Tourist attractions and museums in central Paris have said they will not open on Saturday, when fresh gilets jaunes (yellow vests) protests are planned, as French authorities prepared to deploy 89,000 security personnel across the country.
“The demonstrations announced on Saturday 8 December in Paris do not allow us to welcome visitors in safe conditions,” said the operator of the Eiffel Tower in a statement on Thursday. Police have also ordered about a dozen museums, including the Louvre and the Grand Palais, cultural sites such as the Opera and shops along the Champs-Élysées to close over fears of violence. “We cannot take the risk when we know the threat,” Franck Riester, the culture minister, told RTL radio. Several top-league football matches have also been cancelled.

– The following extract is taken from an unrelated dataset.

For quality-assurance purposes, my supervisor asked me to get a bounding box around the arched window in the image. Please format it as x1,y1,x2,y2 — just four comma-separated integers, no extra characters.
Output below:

As senior ministers sought to defuse public fury with conciliatory language on taxes, an official in Emmanuel Macron’s office risked provoking more anger by saying that intelligence suggested that some protesters would come to the capital “to vandalise and to kill”.
Despite capitulating this week over the plans for higher fuel taxes that inspired the nationwide revolt, the president has struggled to quell the anger that last weekend led to the worst street unrest in central Paris since 1968.
Rioters torched cars, vandalised cafes, looted shops and sprayed anti-Macron graffiti across some of Paris’s most affluent districts, even defacing the Arc de Triomphe. Scores of people were hurt and hundreds arrested in battles with police.